他一口喝完了水,有些拘谨的站在奚容的房间,憋了一会儿气,让自己的呼吸尽量的轻,生怕自己浑浊的气息污染了奚容的房间。
他那么香,自己的气息混入在这里,一定一下子就被发觉了,x奚容会不会嫌弃他?
奚容说:“来来,你坐一会儿。”
宿舍里没有其他地方可以坐了,除了坐在床上没有其他地方。
好在床沿边没有被子,可以让人坐一坐。
他一点也不喜欢别人碰自己的床的,但是肖坤大老远的背了自己回来,要是让他干站着他就是没良心。
床沿坐一会儿,待会擦擦就好。
肖坤得了他的指引,坐在了床沿边上,他一个大块头其实需要坐很宽的地方,但他是刻意没有坐在被子上,只坐了一点点。
今日虽然在河里痛快的洗了个澡,但是干了这么多活又出了些汗,怕身上脏,弄坏了奚容的被子。
他的被子一看就很香。
干干净净的,要是在上面躺一会儿、盖着睡着,那不得幸福死。
肖坤在这里,奚容也不好睡觉。
这里也没有洗澡的水,好在奚容今天没出什么汗,还可以忍忍,但不知道能忍多久。
他打了个哈欠,有些想睡了,今天才刚认识肖坤,除了吃了他的饭有些相熟,没有别的话谈。
只问起:“明日要什么事时候去?”
奚容怕自己走错路,耽搁了时间,想早早起来。
他这脚明天也不知道还能不能走。
肖坤看着奚容,认真的说:“我明日也来接你。”
奚容是不想回绝的,因为他确实还不认识路,如果明天肖坤再带他走一次,他一定好好记得。
但还是客气的说:“那多麻烦你呀。”
肖坤直直的看着他,“不麻烦,你好好睡我先回去了,你不忙着早起床,我来接的时候会喊你。”
他说着就站起身来,奚容连忙去送他。
心里想着太好了,正好没话题说话也想睡觉,肖坤就自己回去,明天还接自己。
这人真好,奚容想以后的好好报答他。
门一开,杨胜居然还没回去睡,凶神恶煞的站在门口干瞪眼,肖坤略微皱了皱眉,但是也没有说话。

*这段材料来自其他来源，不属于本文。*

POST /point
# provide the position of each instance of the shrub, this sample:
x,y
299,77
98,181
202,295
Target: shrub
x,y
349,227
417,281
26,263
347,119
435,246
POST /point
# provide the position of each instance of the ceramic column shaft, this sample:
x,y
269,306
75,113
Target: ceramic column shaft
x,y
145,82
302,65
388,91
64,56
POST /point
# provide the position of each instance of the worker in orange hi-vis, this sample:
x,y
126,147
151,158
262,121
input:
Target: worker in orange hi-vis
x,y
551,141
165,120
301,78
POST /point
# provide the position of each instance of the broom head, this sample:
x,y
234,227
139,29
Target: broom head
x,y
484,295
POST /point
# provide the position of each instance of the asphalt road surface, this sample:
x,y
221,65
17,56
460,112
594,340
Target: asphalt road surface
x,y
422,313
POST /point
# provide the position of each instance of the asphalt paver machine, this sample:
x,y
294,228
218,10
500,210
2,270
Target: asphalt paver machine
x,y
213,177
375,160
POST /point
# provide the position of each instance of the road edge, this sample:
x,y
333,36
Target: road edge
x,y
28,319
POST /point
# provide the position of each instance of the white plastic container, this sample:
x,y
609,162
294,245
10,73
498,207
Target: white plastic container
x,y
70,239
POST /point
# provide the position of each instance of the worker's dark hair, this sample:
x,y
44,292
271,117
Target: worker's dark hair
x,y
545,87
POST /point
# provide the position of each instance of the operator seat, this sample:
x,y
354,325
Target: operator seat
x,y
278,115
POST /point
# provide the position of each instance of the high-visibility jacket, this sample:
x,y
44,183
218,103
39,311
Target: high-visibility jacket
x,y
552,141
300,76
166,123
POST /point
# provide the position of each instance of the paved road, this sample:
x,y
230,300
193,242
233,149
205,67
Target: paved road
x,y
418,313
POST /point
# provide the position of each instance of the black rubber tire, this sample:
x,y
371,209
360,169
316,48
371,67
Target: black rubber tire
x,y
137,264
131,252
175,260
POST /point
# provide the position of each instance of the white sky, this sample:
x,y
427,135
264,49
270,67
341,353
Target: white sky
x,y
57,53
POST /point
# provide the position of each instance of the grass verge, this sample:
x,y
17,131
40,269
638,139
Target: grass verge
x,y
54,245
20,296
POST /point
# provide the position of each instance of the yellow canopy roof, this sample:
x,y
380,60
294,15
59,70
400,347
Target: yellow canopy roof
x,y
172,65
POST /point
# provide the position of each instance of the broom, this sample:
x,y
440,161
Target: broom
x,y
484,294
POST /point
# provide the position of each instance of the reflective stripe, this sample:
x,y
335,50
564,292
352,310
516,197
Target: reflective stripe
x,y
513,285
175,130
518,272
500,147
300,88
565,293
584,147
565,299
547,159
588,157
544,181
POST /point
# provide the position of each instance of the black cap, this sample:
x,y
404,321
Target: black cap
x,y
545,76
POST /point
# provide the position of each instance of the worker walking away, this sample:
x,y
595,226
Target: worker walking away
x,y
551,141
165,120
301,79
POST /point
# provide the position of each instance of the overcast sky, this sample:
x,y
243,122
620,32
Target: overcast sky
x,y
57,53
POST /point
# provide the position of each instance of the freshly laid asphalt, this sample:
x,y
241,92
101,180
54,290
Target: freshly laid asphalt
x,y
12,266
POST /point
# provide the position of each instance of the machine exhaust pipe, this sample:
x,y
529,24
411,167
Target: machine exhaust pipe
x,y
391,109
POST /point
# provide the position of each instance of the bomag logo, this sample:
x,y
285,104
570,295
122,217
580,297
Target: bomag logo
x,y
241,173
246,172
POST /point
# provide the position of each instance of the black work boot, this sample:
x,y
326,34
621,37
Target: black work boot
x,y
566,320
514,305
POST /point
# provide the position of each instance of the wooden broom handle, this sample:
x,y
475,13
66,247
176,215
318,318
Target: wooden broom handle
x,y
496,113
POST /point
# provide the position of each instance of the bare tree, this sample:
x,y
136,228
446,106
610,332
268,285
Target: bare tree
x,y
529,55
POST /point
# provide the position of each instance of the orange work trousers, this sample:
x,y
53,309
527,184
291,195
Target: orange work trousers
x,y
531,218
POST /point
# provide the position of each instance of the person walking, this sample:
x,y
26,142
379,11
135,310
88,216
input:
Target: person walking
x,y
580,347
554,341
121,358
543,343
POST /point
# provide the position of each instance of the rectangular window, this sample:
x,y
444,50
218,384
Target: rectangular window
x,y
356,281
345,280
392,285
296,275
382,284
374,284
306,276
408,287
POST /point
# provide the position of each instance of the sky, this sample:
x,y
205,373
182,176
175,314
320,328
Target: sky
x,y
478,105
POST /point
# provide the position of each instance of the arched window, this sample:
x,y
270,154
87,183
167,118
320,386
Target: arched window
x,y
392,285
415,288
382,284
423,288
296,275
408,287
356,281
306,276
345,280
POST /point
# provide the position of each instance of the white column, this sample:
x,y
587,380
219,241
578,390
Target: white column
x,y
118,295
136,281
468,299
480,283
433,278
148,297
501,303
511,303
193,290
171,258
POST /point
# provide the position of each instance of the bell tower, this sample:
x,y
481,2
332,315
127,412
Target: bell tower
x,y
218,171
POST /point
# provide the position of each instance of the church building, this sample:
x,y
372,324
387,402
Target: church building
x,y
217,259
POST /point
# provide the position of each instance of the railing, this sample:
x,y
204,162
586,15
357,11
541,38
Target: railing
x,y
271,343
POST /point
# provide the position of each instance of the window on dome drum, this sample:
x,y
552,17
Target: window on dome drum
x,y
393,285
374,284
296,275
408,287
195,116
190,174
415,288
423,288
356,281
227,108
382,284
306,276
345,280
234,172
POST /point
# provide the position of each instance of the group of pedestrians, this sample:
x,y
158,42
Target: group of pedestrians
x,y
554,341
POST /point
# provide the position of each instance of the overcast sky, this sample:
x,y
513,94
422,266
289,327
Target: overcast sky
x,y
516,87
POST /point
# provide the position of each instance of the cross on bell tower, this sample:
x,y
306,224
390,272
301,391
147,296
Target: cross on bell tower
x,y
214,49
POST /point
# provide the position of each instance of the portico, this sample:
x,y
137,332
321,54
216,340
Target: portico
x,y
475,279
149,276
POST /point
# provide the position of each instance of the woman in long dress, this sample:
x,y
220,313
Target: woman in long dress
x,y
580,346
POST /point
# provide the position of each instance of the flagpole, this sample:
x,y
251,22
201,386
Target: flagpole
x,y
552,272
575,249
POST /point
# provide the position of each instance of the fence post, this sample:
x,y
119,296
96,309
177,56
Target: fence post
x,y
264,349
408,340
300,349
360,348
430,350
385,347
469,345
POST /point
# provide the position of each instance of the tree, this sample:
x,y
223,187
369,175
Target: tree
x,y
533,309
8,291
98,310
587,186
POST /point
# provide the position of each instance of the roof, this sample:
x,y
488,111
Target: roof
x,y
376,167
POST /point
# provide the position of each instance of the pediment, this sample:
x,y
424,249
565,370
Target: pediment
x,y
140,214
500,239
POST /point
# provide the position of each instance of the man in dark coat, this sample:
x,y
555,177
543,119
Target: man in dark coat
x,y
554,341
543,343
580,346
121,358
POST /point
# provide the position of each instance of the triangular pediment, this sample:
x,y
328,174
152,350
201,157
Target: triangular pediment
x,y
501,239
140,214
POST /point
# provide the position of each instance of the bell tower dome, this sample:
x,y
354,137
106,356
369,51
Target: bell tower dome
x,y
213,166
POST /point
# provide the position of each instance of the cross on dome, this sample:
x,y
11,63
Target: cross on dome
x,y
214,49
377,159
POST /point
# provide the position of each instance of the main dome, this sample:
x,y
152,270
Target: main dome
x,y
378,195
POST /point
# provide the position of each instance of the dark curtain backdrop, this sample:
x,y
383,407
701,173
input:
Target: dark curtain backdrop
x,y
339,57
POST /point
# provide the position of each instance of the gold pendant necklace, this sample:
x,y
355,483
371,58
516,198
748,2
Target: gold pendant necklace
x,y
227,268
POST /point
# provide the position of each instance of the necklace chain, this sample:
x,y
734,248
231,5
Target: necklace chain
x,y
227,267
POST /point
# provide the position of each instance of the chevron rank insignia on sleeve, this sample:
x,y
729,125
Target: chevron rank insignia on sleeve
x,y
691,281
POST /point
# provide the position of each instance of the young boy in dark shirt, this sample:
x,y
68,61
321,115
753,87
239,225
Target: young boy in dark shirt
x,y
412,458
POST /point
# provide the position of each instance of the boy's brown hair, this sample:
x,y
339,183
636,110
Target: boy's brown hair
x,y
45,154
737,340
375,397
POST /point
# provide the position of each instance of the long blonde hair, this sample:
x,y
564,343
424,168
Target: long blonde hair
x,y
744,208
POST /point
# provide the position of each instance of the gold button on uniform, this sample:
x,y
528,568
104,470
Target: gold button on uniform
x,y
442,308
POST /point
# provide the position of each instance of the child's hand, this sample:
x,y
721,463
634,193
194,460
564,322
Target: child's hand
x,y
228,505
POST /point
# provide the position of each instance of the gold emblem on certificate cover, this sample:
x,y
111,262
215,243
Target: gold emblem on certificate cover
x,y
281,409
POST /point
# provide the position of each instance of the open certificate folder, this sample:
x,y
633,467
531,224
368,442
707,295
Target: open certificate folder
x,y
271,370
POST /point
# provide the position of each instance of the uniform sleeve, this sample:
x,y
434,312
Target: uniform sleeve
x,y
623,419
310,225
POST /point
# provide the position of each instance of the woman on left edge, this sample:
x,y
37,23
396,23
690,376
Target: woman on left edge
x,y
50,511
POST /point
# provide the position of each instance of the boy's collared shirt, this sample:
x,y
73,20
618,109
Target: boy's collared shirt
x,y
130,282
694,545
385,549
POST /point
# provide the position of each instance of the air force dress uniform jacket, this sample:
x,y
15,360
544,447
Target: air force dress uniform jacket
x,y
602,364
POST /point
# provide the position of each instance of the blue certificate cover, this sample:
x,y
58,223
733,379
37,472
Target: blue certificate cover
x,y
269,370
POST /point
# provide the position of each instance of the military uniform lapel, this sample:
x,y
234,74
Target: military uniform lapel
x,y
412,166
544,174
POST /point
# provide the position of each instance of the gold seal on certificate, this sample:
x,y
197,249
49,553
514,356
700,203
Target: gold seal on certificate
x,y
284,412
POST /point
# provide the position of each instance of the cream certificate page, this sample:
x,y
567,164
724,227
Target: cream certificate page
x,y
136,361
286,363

杨胜也没说话,冷盯了一眼,见男人真的回去了,这才回到自己的宿舍。
临走前还和奚容说:“这人一看就不是好东西,你别乱把人带回宿舍。”
奚容没有理他,把门一关,脱了鞋沾床即睡。
…………
肖坤回去的时候步伐轻快极了,不多久就回到了家,好好的给自己擦了身,才上床睡觉。
他的床上也是满满的香味。
下午的时候奚容睡过。
那香味浅浅淡淡的,让他的床都舒服了好多,本来还想干点活才睡的,但在这舒服的气味之下,他窝在被子里,不一会儿就进入了梦乡。
好好的睡了一觉。
但因心里惦念着早上要去接奚容,还不到天亮、大约是凌晨四点不到五点就醒来了,他脚程快,不一会儿就能到奚容的宿舍,怕耽误了奚容的睡眠,索性在家里干起了活。
他的屋子太破了。
奚容来这么破的屋子里真是格格不入,也不知道有没有嫌弃,怕是见这么破的屋子,往后都不来了。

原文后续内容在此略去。